Shipowners deem new tax as unconstitutional

By Nikos Roussanoglou

The Union of Greek Shipowners considers unconstitutional a Finance Ministry tax initiative last December that tripled the capacity tax on all vessels in Greece.

Theodoros Veniamis, the head of the union, told members on Thursday that the three-year tax which applies to all ships belonging to Greece-based companies, regardless of their flag, amounts to “a blatant violation of the Constitution.”

He added that it practically cancels out the union’s preceding voluntary initiative which led to an agreement with the government for the optional doubling of the capacity tax for three years. Almost 3,000 ships, representing the vast majority of the Greek-owned fleet in terms of capacity, had been committed via that process to the voluntary doubling of their taxation, according to the president of the shipowners.

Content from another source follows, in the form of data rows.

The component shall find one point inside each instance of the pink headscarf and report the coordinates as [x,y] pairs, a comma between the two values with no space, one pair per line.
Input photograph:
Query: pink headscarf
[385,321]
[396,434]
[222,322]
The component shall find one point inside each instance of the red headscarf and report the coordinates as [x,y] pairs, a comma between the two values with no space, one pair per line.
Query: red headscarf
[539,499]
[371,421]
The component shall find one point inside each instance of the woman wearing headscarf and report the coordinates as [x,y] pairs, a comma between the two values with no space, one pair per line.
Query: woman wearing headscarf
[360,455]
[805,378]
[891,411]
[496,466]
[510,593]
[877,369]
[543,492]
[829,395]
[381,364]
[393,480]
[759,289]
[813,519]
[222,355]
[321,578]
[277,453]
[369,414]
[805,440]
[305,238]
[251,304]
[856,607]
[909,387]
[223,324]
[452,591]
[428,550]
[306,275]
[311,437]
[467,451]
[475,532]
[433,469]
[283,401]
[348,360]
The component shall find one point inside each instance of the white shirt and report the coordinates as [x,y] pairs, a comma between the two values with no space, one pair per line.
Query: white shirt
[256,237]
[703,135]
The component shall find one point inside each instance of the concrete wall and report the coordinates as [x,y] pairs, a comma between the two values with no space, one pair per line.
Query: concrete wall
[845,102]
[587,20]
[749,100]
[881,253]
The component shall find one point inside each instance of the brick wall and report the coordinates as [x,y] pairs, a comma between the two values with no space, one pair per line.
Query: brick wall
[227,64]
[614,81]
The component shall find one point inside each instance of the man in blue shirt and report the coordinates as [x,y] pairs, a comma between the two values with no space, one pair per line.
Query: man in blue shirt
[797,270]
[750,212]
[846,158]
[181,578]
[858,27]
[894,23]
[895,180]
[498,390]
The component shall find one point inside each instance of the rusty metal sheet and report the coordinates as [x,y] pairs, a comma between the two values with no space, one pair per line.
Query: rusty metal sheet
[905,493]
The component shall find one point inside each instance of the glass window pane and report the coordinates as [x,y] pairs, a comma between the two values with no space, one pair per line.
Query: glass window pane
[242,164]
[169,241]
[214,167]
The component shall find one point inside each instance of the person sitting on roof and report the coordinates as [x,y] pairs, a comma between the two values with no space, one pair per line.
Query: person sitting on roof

Veniamis said he hopes the government soon realizes that adopting the measure will not bear the desired results, as has been the case with other measures of similar character.

He went on to note that the revenues shortfall that the government had anticipated from the voluntary contribution could be covered either by attracting more new vessels to the Greek register or discussing other ideas that would be mutually acceptable.

Greek shipowners currently have orders for 372 ships at international shipyards, stated Veniamis, reminding his audience that the Greek-owned fleet retained its global lead in 2013, controlling 16.25 percent of the world’s fleet based on capacity. Greeks control 23.5 percent of the global tanker fleet and 18.5 percent of the world’s dry-bulk carriers.